Auch die Pariser Staatsanwaltschaft ermittelt und hat eine Hausdurchsuchung bei Biotrial durchgeführt.

Zunächst lagen noch keine Erkenntnisse dazu vor, wie es zu diesem schlimmen Unfall kommen konnte.
In einer Pressemitteilung vom 5.2.2016 zitierte die französische Gesudheitsministerin allerdings aus einem ersten vorläufigen Untersuchungsbericht, der Biotrial drei Versäumnisse vorwirft:

  • Am Morgen nach der am Abend des 10.1. erfolgten Einweisung des ersten Patienten ins Krankenhaus setzte Biotrial die Therapie der anderen Patienten zunächst fort, ohne sich zuvor erneut nach dem aktuellen Zustand des ersten Patienten erkundigt zu haben.
  • Biotrial informierte die Teilnehmer der Studie vor dieser Fortsetzung der Therapie auch nicht über den Zustand des ersten Patienten, sodass diese keine Möglichkeit hatten, ihre weitere Teilnahme unter Berücksichtigung dieses Vorfalls zu überdenken.
  • Biotrial brach die Studie zwar im Laufe des 11.1. ab, meldete dies den Aufsichtsbehörden aber nicht unverzüglich, sondern erst drei Tage später.

Die von der ANSM mit der wissenschaftlichen Untersuchung des Vorfalls betraute Expertenkommission hat am 7.3.2016 einen Zwischenbericht mit vorläufigen Erkenntnissen veröffentlicht. Demnach scheint es sich bei dem Wirkstoff BIA 10-2474 um einen eher unspezifischen FAAH-Inhibitor zu handeln, der eventuell irreversibel bindet (der Hersteller Bial geht von einer reversiblen Bindung aus). Die bei den erkrankten Probanden aufgetretenen neurologischen Schäden werden als sehr aussergewöhnlich dargestellt, traten in Tierversuchen trotz massiv höherer dort eingesetzer Dosen nicht auf und entsprechen offenbar keiner bekannten Krankheit oder Toxizität. Von den verschiedenen Eklärungsmöglichkeiten, mit denen sich die Expertenkommission beschäftigt, erscheint ihr eine für den menschlichen Organismus spezifische und erst bei Überschreiten eines kritischen Wirkstoffspiegels auftretende off-target Wirkung von BI 10-2474 am wahrscheinlichsten - also eine Wirkung, die nicht unmittelbar mit der FAAH-Hemmung zusammenhängt.

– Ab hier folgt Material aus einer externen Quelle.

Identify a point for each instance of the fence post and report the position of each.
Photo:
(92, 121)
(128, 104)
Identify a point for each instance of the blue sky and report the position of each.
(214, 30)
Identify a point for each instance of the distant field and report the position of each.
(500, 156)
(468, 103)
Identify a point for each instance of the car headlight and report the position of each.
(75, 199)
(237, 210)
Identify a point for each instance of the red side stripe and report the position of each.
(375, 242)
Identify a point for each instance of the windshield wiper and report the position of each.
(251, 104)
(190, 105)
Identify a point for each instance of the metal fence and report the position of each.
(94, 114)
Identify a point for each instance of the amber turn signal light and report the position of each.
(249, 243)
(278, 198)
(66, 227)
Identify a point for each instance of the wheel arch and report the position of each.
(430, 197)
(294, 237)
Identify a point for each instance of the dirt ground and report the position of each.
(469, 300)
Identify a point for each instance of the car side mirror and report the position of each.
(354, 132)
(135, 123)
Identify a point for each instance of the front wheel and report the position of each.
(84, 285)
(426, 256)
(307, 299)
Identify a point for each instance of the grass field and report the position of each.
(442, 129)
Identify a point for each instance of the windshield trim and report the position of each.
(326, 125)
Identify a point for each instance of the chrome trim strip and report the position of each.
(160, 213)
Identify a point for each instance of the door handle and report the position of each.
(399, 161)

Der finale Untersuchungsbericht der Expertenkommission war für Ende März geplant. In einer Pressemitteilung vom 31.3.2016 (englische Version: siehe Dokument vom 6.4.2016) kündigte die ASNM die baldige Veröffentlichung des Abschlussberichts an, machte aber bereits deutlich, dass die seit dem Zwischenbericht vom 7.3.2016 zusätzlich überprüften Unterlagen kaum neue Erkenntnisse gebracht haben.

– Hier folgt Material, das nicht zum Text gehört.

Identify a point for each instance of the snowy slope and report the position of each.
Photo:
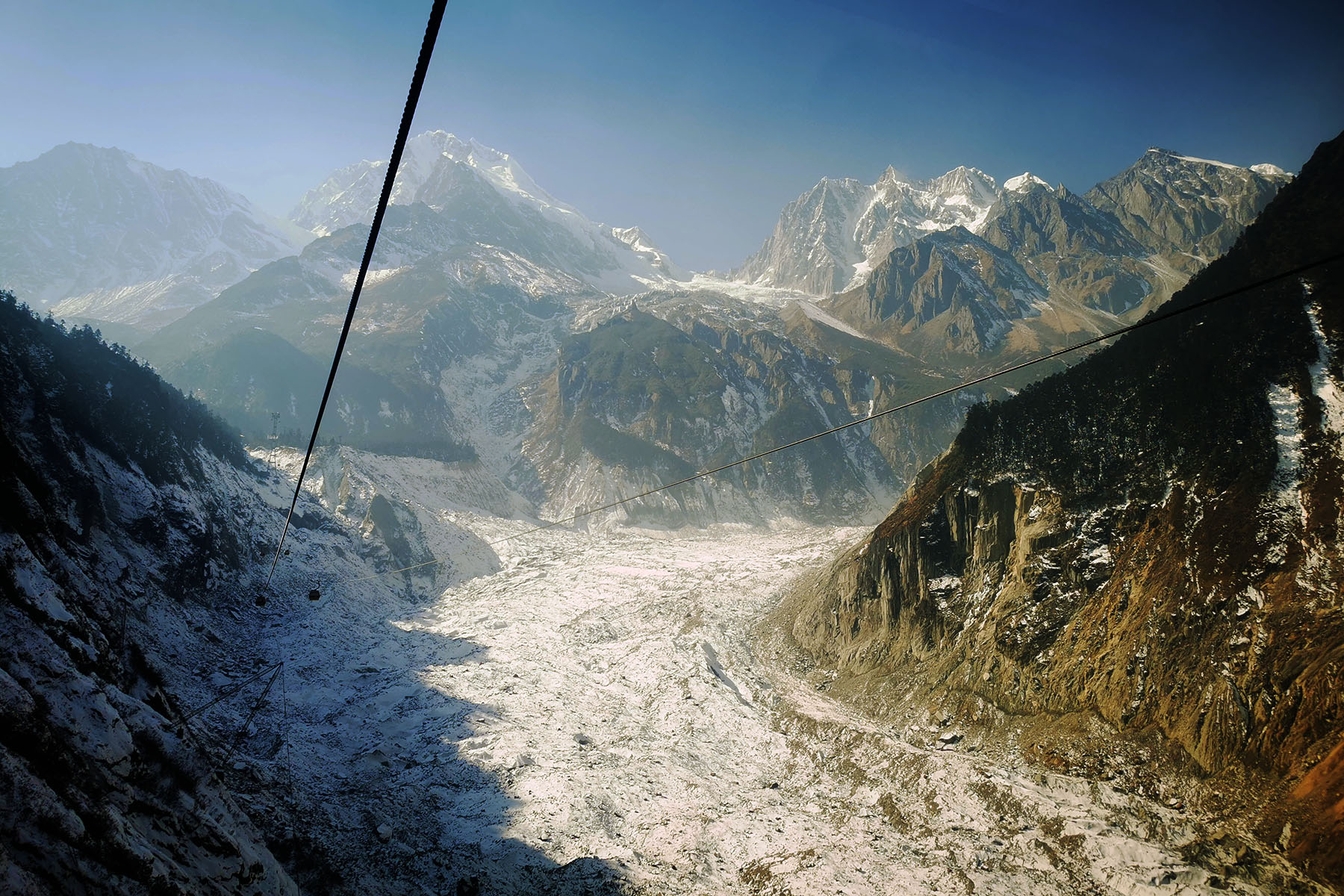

Der finale Untersuchungsbericht vom 18.4.2016 liegt inzwischen in englischer Sprache vor. Er bestätigt weitestgehend die schon im Zwischenbericht formulierten Interpretationen. Die Expertenkommission kommt zu dem Schluss, dass die schweren neurologischen Schäden tatsächlich im Zusammenhang mit BIA 10-2474 stehen, aber nicht mit seinem beabsichtigten Wirkmechanismus (der FAAH-Hemmung). Aufgrund der geringen Spezifität von BIA 10-2474 für sein Zielenzym, der Anwendung von relativ hohen Wirkstoffdosen, die die für eine komplette und andauernde FAAH-Hemmung benötigten Konzentrationen deutlich überstiegen, und einer vermuteten langsamen Akkumulation von BIA 10-2474 im Gehirn ist nach aktuellem Erkenntnisstand davon auszugehen, dass BIA 10-2474 seine dramatische Wirkung durch Bindung an Nichtzielstrukturen in Gehirnzellen entfaltete.
Die Expertenkommission sieht den gemäß dem genehmigten Prüfplan der Studie vorgenommen Dosiseskalationsschritt von 20mg auf 50mg als deutlich zu stark an und geht davon aus, dass er maßgeblich zu dem Unfall beigetragen hat.   

Als Reaktion auf die Vorkommnisse in Rennes und die Expertenempfehlungen hat die Europäische Arzneimittelagentur EMA inzwischen ihre Richtlinie für Phase 1-Studien überarbeitet. Die aktualisierte Richtlinie wird am 1. Februar 2018 in Kraft treten.

(Stand: 8.8.2017) 


Unser Mitgefühl gilt den betroffenen Probanden und ihren Angehörigen.